One writer nicely summarized the Bayesian approach as the “yeah, right” effect. If a study finds that eating blueberry muffins reduces the risk of heart disease by 90 percent or that a treatment cures drug addiction in a week, a Bayesian's reaction would be to evaluate that finding against what can be observed in the real world, and the result would have to pass the “yeah, right” test of plausibility (Carey, 2011). A team of researchers compared p values, effect sizes, and Bayes factors as measures of statistical evidence, using 855 published findings (Wetzels et al., 2011). They found that although p values and Bayes factors almost always agreed about which hypotheses were better supported by the data, the measures often disagreed about the strength of this support. In many cases, the Bayes analysis showed that the result was only anecdotal.

The Bayesian approach is still controversial, and arguments continue about how precisely to quantify “prior knowledge,” which can vary from strong empirical evidence to more subjective estimates. But its importance is growing among the statistical methods of science.
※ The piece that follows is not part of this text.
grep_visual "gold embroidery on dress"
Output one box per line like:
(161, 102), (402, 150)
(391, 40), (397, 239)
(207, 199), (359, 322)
Review2.2 presents an overview of the various psychological research methods we have learned about in this chapter. In the next section, we'll look at ethical issues relating to psychological research.

Review2.2

Reviewing Psychological Research Methods

Journal: Thinking Critically-Ask Questions, Be Willing to Wonder
Imagine you and a friend are discussing the cognitive changes people go through between the ages of 18 and 22. Your friend proposes studying the question by testing groups of 18-, 20-, and 22-year-olds, and comparing their mean scores on a test of thinking skills. "It's the best way to do it," exclaims your friend. "In fact, it's about the only way to study this question." Can you propose a different research strategy that involves a single group but answers the same question? What other information would you examine beyond the arithmetic mean?